No entanto, no entendimento dos autarcas da Misericórdia e de Santa Maria Maior, juntas de freguesia de Lisboa onde se concentram o maior número de Lojas com História, é necessário “rever os critérios do programa”, aumentar a “fiscalização” e “controlar a desregulação verificada no setor imobiliário”.

António Manuel, vogal da Junta de Freguesia de Santa Maria Maior e responsável pelos pelouros do Comércio e da Atividade Económica, considerou que um dos principais problemas do programa Loja com História são “os critérios de classificação”, defendendo a revisão do regulamento.

“Um dos problemas que tem estado por detrás desta situação de muitas lojas desaparecerem, ou não serem classificadas como Lojas com História, tem a ver com os critérios do programa de Lisboa que tem um regulamento muito penalizador para a candidatura das lojas“, apontou.

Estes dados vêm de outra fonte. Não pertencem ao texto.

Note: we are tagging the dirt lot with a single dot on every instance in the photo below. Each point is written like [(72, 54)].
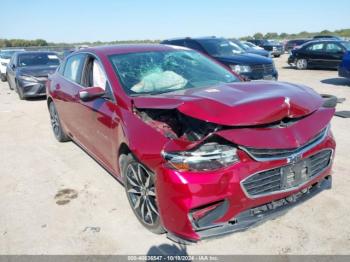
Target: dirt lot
[(55, 199)]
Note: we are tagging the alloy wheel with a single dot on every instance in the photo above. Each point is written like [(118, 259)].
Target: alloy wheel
[(141, 191)]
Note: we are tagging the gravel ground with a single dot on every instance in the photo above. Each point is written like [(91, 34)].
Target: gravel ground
[(55, 199)]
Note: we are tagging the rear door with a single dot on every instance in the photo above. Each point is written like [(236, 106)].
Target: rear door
[(11, 71), (334, 54)]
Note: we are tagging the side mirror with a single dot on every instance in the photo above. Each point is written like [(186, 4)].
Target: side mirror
[(91, 93)]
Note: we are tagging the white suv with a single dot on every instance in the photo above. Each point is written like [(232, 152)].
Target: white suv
[(5, 56)]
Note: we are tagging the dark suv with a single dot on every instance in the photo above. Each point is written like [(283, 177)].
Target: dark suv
[(275, 48), (249, 66)]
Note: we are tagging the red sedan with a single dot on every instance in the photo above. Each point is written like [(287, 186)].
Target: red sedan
[(200, 152)]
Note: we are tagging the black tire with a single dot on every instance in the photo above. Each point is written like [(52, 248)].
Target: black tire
[(57, 129), (3, 78), (301, 64), (330, 101), (139, 184)]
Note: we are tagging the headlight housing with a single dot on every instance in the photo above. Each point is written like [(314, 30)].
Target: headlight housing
[(241, 68), (28, 78), (209, 156)]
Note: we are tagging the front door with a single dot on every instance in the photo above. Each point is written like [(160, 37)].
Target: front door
[(99, 114)]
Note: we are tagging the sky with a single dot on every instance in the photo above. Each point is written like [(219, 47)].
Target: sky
[(107, 20)]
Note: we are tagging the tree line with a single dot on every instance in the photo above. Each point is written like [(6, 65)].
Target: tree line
[(270, 35), (303, 34)]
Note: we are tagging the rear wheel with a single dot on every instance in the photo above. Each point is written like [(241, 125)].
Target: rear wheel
[(140, 189), (301, 64), (56, 124)]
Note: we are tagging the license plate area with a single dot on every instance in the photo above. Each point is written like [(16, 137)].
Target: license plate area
[(294, 175)]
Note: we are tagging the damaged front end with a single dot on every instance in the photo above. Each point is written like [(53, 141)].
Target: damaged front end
[(218, 172)]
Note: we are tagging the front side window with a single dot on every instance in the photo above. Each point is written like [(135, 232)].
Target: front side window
[(315, 47), (161, 72), (346, 45), (73, 68), (333, 48), (38, 59), (221, 47), (7, 54)]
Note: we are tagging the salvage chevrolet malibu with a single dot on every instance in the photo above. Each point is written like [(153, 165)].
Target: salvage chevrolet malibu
[(200, 152)]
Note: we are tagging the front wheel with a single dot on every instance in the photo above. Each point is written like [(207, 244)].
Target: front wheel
[(19, 92), (139, 185), (301, 64)]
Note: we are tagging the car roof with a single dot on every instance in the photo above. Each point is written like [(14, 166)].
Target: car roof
[(326, 41), (128, 48), (35, 52), (194, 38)]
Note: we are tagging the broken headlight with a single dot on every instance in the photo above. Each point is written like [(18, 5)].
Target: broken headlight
[(209, 156)]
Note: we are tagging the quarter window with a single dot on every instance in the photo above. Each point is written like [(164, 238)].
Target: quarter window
[(73, 67)]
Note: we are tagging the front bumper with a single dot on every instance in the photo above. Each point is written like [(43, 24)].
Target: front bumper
[(32, 89), (179, 193), (291, 60)]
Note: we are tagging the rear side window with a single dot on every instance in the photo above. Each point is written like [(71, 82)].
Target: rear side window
[(176, 42), (194, 45), (315, 47), (73, 68)]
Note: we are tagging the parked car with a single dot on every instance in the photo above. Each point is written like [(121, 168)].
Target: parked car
[(27, 72), (319, 54), (317, 37), (249, 66), (251, 45), (276, 49), (5, 56), (344, 67), (251, 50), (199, 152), (295, 43)]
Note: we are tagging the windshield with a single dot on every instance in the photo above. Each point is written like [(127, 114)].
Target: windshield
[(161, 72), (6, 54), (221, 47), (346, 44), (240, 45), (248, 44), (38, 59)]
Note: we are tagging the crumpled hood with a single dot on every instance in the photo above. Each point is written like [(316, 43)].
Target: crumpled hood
[(238, 104), (37, 70)]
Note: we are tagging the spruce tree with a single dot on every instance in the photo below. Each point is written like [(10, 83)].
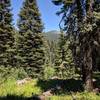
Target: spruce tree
[(64, 58), (6, 33), (30, 46)]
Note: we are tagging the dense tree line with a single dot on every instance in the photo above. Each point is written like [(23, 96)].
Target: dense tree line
[(85, 30), (22, 48), (27, 47)]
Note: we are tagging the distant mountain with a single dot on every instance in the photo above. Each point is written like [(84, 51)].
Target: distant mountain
[(52, 35)]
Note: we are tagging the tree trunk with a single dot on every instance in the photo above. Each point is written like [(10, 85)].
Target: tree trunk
[(87, 67)]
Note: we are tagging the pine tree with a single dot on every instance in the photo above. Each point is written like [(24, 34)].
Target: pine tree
[(30, 46), (88, 31), (6, 33), (64, 59)]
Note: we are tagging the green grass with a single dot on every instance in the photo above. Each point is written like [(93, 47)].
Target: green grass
[(9, 90)]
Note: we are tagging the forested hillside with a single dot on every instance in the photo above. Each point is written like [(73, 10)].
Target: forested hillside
[(59, 64)]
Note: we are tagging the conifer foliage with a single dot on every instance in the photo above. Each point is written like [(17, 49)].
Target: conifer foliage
[(30, 46), (6, 37)]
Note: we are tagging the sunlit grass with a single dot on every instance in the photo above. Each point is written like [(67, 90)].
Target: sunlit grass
[(31, 88)]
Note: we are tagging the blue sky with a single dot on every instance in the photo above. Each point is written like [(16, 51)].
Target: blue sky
[(47, 10)]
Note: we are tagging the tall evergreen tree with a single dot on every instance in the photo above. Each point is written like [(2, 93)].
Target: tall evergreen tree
[(64, 59), (6, 33), (30, 46), (88, 31)]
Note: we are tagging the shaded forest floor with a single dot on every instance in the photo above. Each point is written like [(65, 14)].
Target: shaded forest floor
[(71, 89)]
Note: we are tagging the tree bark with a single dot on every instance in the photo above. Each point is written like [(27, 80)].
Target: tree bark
[(87, 62)]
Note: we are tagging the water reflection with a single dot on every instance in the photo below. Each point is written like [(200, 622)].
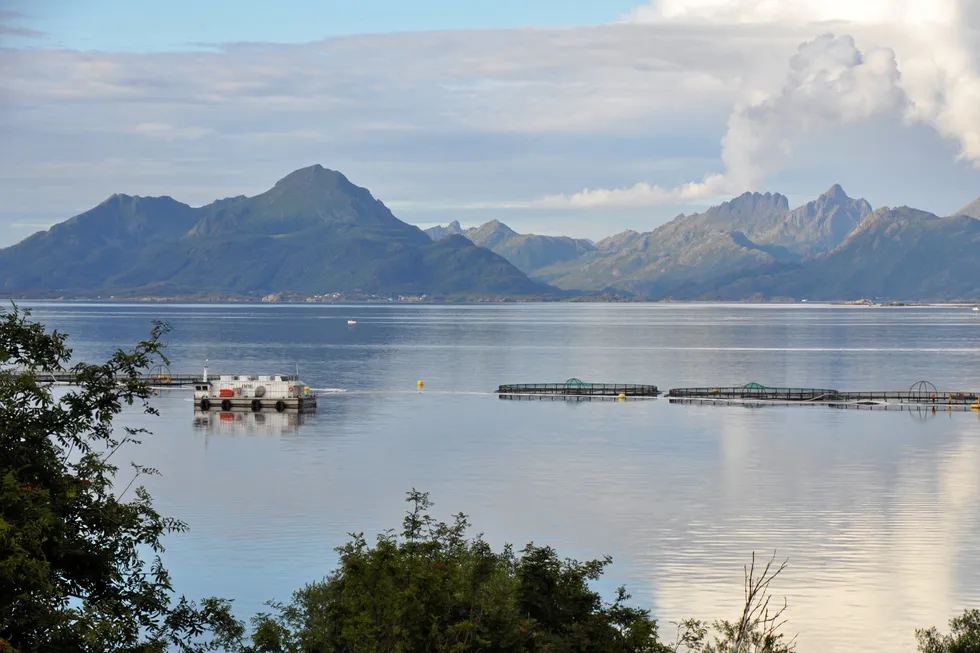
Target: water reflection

No entendimento do autarca, o atual regulamento “não valoriza os aspetos imateriais e as verdadeiras marcas identitárias do comércio tradicional”, não prevendo também a participação das juntas de freguesia no conselho consultivo do programa Lojas com História.

“Estes critérios estão muito aquém dos critérios definidos por outros municípios do país“, apontou António Manuel, defendendo também a necessidade de ser revista a lei do licenciamento urbanístico e do arrendamento comercial.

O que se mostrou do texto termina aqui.